パラサイト半地下の家 in コペンハーゲン
事前に内見に行かず、速攻決めた家は半地下の薄汚い少し匂いのある家だった。
コペンハーゲンでの家探しの競争率は激しく、地元の人でも家探しに苦労するくらい、部屋の空きがない。
あったとしても、値段がすごく高かったり、センター街から離れていたり、シャワーすらなかったりする。
私は、フェイスブックと日本人の掲示板、Airbnb、Workaway先のホストマザーや、コペンハーゲンでできた日本人の友達や現地の友達に頼って家探しをした。フェイスブックは、無料で探せるけど詐欺に合った友達の話(デポジット払ったのに、家に行ったら家がなかった)を聞いて、100%は信用できない。
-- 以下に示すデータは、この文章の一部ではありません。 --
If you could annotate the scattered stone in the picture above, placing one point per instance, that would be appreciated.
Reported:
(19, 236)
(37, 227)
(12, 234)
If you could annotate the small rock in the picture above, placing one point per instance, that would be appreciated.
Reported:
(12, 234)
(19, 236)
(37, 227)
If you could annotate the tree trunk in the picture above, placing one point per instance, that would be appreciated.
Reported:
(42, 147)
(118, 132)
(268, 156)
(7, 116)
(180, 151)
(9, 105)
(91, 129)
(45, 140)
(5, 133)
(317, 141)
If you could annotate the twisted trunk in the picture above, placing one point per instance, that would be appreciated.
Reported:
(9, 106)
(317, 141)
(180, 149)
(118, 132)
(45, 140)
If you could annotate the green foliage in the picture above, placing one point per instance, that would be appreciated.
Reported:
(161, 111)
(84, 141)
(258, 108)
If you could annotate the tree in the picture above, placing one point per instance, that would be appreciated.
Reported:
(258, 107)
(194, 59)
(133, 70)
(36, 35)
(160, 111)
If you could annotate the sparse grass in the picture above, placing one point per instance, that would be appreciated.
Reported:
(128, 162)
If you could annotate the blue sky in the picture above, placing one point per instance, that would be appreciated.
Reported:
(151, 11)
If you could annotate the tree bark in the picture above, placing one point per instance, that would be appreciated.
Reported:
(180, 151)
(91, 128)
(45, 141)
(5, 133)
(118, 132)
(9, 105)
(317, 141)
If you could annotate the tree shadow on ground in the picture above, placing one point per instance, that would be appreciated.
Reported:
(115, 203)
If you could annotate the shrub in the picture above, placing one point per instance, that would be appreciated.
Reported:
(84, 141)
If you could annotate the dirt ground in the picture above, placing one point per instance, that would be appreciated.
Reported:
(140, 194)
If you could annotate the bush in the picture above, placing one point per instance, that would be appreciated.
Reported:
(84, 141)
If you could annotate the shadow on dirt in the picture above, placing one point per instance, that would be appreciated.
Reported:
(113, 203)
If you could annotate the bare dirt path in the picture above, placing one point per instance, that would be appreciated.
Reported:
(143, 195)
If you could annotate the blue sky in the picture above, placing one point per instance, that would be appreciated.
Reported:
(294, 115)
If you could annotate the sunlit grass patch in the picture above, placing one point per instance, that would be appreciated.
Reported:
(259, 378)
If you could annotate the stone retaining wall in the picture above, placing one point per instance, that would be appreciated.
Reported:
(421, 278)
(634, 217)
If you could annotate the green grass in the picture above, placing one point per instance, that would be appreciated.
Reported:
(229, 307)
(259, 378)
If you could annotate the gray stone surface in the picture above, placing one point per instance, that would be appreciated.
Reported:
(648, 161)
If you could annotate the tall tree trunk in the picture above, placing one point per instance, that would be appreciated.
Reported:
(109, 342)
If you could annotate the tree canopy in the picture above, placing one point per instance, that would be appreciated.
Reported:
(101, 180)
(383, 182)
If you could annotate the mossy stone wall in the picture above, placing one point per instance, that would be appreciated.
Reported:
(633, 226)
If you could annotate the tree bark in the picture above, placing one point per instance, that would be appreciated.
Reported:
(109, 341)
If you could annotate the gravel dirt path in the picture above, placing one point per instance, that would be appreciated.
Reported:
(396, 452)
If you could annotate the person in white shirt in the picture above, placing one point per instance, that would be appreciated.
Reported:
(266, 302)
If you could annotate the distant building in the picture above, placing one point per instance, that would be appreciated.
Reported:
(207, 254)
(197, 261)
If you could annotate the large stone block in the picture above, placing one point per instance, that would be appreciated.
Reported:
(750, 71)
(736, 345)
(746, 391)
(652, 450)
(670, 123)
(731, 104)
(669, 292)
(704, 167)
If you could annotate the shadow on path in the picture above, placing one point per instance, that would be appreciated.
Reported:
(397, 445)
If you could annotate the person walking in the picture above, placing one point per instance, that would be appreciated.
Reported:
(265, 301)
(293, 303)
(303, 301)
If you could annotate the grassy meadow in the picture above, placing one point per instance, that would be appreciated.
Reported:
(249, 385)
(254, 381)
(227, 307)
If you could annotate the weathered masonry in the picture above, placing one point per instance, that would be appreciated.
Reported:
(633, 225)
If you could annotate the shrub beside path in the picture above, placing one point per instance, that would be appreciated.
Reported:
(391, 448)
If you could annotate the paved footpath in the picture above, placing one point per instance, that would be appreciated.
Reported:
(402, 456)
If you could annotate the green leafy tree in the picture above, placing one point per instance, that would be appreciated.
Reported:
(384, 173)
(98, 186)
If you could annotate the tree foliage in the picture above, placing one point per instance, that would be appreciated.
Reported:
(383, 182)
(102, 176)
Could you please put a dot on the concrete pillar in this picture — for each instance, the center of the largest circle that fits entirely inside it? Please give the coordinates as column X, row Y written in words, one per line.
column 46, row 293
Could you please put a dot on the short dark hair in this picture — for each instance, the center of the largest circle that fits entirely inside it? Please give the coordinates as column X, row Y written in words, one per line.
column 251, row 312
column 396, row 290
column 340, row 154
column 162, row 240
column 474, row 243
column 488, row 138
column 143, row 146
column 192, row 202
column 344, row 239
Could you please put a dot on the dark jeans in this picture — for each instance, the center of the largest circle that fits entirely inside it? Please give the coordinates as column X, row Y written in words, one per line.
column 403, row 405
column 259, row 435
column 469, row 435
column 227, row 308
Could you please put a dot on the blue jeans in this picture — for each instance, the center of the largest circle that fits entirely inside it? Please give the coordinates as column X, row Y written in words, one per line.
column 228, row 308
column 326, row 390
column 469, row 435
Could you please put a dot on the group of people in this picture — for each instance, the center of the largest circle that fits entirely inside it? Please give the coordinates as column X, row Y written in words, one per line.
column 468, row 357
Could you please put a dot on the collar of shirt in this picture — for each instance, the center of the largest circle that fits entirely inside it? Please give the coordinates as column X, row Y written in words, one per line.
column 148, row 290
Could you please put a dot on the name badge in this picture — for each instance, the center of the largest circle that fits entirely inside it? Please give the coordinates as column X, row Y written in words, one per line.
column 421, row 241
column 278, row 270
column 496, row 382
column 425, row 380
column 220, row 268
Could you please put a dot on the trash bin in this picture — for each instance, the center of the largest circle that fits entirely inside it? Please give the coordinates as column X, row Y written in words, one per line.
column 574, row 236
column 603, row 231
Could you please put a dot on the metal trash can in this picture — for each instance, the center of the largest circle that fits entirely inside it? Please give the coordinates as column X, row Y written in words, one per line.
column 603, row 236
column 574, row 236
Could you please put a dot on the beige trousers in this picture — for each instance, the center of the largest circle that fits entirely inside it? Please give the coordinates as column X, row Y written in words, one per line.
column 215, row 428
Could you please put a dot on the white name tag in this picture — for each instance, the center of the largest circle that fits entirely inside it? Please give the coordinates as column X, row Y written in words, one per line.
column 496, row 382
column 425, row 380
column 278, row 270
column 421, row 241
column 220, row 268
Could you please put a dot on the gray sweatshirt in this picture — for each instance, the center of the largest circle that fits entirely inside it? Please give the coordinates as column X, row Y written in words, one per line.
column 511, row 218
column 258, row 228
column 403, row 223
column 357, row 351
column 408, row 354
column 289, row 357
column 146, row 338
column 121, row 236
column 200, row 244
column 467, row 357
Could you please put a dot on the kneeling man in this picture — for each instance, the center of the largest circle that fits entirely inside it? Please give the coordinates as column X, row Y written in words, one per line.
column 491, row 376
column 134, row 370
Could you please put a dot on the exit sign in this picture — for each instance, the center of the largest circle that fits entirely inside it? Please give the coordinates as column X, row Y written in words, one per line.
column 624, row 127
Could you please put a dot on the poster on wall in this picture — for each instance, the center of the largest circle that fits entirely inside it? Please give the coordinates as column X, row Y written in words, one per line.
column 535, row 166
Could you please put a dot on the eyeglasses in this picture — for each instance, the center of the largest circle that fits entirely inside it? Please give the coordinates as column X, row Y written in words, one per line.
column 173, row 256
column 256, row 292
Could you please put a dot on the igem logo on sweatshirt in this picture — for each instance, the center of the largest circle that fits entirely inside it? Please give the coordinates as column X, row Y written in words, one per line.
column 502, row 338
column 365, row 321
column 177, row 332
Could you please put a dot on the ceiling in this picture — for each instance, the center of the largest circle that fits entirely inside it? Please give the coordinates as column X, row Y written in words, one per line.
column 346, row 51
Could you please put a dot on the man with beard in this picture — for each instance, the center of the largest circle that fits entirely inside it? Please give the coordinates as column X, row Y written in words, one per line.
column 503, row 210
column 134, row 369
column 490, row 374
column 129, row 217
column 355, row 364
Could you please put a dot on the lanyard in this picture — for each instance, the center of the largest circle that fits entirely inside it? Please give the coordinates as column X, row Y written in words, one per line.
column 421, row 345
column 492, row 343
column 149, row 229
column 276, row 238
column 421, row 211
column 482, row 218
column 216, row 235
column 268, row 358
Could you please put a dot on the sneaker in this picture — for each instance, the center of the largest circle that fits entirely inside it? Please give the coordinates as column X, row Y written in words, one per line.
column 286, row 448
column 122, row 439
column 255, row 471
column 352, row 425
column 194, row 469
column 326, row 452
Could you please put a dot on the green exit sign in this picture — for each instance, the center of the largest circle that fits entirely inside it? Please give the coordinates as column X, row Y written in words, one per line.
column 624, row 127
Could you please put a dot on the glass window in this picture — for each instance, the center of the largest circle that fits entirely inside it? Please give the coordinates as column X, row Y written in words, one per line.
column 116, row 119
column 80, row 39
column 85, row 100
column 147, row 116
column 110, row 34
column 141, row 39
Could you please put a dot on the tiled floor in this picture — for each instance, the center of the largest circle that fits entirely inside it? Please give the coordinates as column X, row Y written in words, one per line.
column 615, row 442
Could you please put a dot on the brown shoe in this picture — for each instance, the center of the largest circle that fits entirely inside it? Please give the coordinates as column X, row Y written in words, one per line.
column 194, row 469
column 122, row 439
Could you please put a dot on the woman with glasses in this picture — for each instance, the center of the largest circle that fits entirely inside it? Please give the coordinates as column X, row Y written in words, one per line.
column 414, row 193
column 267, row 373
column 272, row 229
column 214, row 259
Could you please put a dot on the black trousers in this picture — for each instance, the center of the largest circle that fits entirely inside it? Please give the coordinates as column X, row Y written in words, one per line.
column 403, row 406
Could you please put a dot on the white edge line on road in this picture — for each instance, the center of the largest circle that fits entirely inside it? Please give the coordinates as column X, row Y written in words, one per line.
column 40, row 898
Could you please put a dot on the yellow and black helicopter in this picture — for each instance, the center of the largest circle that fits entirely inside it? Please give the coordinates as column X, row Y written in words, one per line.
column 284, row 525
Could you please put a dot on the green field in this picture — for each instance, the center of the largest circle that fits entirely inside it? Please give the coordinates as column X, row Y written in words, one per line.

でもある時、フェイスブックに日本人の方が部屋の空き情報を投稿されていた。4000クローナ(9万円くらい)で、センター街から自転車で25分、最寄り駅まで徒歩5分だけど、半地下の家だと記載されていた。いいねの数は見るたびに増えていて、とりあえず私はすぐにその家の家主にメールをした。メールはすぐに返ってきて、WhatsAppでやり取りをすることになった。部屋の写真や上の階(地上の家)に住んでいる家主の家族の写真(綺麗そう)を送ってもらい、怪しい点はなさそうだし、何より日本人の方が投稿されていた家なので、内見に行かず(当時ボーンホルム島に住んでいたので行けなかった)そのまま契約書を書いて家を決めた。
デポジットと、2ヶ月分の家賃を一緒にすぐに払えと言われ、デンマークに来て初めての大きな出費だった。
引っ越して来て、家に着くと家主がちょうど仕事終わって返ってきたタイミングで、鍵を渡してくれて部屋まで案内してくれた。
部屋を見るやいなや、汚さと暗さに圧倒され、私こんな場所に住めない絶対に無理、と拒否反応を起こした(まだ家に来て2分も経っていないのに笑)。
蜘蛛がたくさんいて、かび臭くて、埃臭く、本当に汚かった。Wi-Fiも使えるけれど、奥の方の部屋に行くと電波が届かないので、手に携帯を持って地上の方に手を上げながら電波をキャッチして使った。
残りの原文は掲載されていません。